The Bronco made it back over the great suburban divide and to the Johnsons’ house in only twenty minutes. If I had three muscular kids and a big house in Newton, or even if I just had the house, I wouldn’t hire a lawn service, but the grass would be cut the way the Johnsons’ wasn’t, and someone would dig out the dandelions the way no one had uprooted theirs.
At first I thought no one was home. Old-fashioned non-mini, wide-slatted aquamarine Venetian blinds were lowered on all the windows. The front door had a peephole, and mounted to the right of the door, next to a lump of crisscrossed silver duct tape that probably covered a doorbell, was a shabby intercom with a collection of unlabeled buttons and switches. Above it, encased in a plastic food-storage bag, hung a piece of ragged cardboard on which someone had printed in black block letters: Beware of the dog.” I rested the oversize brown shopping bag containing the boom box on a dirty sisal mat that read: “Welcome.”
I pushed some buttons on the intercom and, after a minute or two, rapped my knuckles on the door. Then I kept pressing what I thought was the most likely button and spoke into the little box: “Hello? Anyone home?”
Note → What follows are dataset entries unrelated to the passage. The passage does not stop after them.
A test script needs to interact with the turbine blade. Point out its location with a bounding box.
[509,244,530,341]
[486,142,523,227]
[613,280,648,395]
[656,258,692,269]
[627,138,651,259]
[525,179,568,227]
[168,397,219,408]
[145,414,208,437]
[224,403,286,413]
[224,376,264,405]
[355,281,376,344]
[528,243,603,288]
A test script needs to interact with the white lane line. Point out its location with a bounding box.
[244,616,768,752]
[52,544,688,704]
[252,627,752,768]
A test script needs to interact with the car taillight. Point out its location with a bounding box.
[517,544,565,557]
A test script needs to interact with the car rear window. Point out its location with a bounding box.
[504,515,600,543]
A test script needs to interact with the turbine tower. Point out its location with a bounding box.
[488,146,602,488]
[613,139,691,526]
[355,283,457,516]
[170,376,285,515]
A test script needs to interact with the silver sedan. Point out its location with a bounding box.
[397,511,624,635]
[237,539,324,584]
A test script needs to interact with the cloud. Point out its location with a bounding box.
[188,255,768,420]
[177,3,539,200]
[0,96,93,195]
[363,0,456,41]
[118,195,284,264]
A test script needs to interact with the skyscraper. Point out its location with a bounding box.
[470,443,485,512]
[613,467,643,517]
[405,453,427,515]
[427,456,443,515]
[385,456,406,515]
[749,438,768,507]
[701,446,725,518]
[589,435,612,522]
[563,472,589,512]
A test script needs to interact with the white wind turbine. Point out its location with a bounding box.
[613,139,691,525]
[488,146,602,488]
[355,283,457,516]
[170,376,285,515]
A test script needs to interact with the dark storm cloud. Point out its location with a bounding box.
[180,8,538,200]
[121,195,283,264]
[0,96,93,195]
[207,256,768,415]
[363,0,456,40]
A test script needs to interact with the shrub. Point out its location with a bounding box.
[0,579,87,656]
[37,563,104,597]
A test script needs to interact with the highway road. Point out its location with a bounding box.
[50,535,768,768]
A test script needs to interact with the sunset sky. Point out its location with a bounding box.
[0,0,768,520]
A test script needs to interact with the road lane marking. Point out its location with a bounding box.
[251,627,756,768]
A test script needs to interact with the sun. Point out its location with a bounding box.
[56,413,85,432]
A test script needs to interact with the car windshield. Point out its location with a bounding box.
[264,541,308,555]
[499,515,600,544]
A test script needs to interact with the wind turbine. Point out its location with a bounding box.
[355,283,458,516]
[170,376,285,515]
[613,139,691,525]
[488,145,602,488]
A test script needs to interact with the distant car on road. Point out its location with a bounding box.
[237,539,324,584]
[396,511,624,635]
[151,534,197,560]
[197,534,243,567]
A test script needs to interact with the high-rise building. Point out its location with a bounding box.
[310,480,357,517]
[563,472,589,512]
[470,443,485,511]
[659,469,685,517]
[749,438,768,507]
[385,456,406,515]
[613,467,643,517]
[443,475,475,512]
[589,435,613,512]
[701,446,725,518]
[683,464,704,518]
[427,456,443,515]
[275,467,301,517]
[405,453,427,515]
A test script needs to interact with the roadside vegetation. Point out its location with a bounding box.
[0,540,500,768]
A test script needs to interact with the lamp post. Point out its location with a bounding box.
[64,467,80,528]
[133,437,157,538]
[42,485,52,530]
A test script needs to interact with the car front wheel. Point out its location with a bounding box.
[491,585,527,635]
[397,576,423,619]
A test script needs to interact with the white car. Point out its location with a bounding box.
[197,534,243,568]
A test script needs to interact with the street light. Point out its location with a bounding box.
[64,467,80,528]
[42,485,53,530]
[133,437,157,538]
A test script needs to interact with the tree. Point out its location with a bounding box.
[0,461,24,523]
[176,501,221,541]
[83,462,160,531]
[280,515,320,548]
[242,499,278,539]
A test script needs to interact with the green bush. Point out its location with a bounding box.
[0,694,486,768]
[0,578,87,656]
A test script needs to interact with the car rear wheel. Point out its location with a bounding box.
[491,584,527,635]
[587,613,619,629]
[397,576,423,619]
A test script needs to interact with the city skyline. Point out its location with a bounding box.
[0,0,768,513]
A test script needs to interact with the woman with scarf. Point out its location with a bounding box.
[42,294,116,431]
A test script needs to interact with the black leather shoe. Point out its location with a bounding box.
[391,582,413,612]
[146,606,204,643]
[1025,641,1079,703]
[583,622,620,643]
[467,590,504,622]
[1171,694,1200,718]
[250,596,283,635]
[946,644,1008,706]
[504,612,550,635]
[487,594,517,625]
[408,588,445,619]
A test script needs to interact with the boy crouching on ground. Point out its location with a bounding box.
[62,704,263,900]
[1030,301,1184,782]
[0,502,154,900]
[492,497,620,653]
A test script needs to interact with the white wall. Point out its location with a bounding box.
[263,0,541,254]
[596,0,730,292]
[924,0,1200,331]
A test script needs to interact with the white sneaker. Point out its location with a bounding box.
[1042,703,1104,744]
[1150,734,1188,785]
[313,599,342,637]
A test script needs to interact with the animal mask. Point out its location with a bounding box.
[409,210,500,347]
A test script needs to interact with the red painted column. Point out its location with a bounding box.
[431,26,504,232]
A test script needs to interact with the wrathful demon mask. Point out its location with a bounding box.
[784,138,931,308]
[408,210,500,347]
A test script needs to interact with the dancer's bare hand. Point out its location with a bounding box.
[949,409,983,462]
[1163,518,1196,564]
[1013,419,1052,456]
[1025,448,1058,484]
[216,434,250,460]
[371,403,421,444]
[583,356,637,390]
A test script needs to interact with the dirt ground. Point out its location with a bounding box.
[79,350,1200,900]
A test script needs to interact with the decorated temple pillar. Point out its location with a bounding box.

One slat on the window to my right rose an inch or two and then sank. I rapped on the door and tried to sound as if the sisal mat meant what it said: “Hello? Anyone home?”
When I’m in the middle of writing something, I sometimes just let my doorbell ring, too, because often enough, the stranger standing there turns out to be a solicitor for Greenpeace or a Jehovah’s Witness. I knocked hard and called out, “Hello? Is Willie there? My name is Holly Winter.” Just in case the neighborhood was as heavily canvassed as mine, I yelled that I wasn’t collecting for anything. When the front door suddenly opened inward, I found myself looking into the face of Willie’s brother, the one from the fun match, and hollering: “And I’m not a Jehovah’s Witness!”
I felt like a jerk.
He must have caught only the last two words. “Mom isn’t interested,” he said. “She’s Presbyterian.”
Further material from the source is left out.